Adesso le intercettazioni colgono altri due passaggi. Il primo segnala che già nella festa ad Arcore del 18 ottobre 2010 (una settimana prima che il caso diventasse pubblico) Nicole Minetti e le altre ragazze sapevano di un grosso problema creato dalle dichiarazioni di Ruby.
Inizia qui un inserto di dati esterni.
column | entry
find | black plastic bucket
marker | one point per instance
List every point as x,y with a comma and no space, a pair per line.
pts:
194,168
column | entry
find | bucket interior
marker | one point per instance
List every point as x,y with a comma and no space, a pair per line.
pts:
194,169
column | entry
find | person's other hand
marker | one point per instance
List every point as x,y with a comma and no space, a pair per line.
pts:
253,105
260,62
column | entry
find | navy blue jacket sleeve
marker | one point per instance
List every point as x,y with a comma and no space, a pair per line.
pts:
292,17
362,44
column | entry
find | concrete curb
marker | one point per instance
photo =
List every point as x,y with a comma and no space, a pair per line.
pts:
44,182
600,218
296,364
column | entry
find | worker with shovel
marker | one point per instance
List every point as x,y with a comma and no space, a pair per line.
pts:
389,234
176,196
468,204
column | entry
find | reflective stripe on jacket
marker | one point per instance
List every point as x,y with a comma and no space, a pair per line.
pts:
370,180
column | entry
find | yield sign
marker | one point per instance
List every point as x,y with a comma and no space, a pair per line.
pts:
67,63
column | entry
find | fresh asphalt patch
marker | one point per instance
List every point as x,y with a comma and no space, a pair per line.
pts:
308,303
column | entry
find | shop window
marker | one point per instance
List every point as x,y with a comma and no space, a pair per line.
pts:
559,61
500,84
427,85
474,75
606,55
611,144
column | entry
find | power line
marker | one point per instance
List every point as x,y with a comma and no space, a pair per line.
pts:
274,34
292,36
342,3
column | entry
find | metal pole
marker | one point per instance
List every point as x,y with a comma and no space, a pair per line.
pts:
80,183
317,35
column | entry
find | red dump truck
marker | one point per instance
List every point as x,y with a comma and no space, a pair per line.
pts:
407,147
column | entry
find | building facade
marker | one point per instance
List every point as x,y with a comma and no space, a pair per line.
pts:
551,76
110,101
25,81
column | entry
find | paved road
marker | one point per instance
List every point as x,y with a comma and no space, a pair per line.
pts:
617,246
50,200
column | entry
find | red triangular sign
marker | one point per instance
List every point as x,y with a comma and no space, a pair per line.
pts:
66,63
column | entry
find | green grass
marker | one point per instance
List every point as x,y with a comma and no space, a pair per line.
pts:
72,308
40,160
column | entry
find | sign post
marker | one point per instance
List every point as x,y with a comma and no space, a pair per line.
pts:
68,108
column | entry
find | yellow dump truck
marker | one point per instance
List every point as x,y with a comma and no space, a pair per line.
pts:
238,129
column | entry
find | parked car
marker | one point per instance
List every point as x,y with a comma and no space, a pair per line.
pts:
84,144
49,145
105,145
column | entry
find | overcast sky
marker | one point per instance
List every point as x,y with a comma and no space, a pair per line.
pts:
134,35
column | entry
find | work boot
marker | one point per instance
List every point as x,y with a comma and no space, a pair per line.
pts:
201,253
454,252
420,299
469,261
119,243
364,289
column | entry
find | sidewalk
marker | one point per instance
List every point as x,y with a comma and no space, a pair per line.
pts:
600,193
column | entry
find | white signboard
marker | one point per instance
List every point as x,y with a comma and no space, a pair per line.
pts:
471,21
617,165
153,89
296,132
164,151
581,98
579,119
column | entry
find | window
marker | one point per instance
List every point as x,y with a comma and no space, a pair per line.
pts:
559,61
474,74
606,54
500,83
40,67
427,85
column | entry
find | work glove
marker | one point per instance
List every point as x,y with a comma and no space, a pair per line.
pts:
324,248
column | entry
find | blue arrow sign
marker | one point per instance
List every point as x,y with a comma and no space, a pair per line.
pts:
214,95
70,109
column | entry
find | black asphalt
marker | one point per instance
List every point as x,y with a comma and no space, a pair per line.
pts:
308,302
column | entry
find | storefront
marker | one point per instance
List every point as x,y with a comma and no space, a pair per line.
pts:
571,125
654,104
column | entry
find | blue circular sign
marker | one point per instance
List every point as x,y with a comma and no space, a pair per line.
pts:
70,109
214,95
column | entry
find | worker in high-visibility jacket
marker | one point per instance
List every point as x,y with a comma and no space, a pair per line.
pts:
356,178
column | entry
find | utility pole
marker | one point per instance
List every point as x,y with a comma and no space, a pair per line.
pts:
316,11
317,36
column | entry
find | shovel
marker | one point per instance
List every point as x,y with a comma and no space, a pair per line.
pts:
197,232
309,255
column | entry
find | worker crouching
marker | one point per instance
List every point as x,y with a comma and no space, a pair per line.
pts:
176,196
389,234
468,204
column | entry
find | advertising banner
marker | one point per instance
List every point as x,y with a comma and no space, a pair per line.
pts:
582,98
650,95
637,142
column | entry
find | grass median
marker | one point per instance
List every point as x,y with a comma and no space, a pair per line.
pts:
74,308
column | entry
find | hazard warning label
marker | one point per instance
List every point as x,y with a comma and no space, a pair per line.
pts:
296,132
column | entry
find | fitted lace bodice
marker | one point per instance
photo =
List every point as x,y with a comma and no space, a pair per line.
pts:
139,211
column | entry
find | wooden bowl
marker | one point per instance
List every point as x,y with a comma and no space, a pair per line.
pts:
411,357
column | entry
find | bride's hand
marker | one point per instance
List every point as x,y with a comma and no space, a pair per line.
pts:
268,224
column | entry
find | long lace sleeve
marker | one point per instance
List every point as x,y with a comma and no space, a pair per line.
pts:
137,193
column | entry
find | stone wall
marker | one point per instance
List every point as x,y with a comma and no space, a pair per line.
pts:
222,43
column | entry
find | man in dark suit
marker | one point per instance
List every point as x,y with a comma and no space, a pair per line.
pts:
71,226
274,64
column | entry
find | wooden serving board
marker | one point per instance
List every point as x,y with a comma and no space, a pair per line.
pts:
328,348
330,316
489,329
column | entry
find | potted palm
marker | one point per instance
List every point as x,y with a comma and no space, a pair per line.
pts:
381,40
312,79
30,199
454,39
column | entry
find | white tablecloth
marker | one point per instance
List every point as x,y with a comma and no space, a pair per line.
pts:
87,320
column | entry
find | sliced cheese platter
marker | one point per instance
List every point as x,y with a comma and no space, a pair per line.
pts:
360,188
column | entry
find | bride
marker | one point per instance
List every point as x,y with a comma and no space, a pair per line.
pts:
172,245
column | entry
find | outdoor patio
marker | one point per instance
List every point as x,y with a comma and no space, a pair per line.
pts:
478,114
Minetti il giorno prima spiega infatti alla Polanco che «lui me lo ha detto... è per questa cosa qua... perché è successo un po' un casino... perché 'sta stronza della Ruby... Ma comunque guarda che io oggi vado da quello che la segue... praticamente mi dice tutto quello che lei ha detto alla sua amica». E la notte dopo, finita la festa, alcune ragazze in auto si abbandonano a lazzi e frizzi insultanti nei confronti proprio «della Ruby faccia di m...». Sempre quel 17 ottobre, alle ore 18.18, Minetti telefona al direttore del Tg4, Emilio Fede, informandolo che «io sono qua in questo preciso momento da Luca Giuliante che ti saluta» (in quel momento Giuliante, legale di Lele Mora in altri procedimenti, assiste anche Ruby). Fede sa di cosa si parla: «Ah sì, eh, per quella vicenda lì, eh... La sto seguendo anch'io su un altro fronte». Minetti: «Eh immagino... c'è da mettersi le mani nei capelli». Fede concorda: «Sì, c'è da mettersi le mani nei capelli... Eh io parlo... ti dico subito... ci sono... nell'entourage tre telefoni sotto controllo da parte...». Minetti: «Ah sì?». Fede: «Sì, sì, poi ti dico. Io non ho avuto notizie, ma lui stasera mi aveva accennato che ci vedevamo stasera (...) No, gli devo parlare assolutamente... per fortuna ho trovato delle strade...».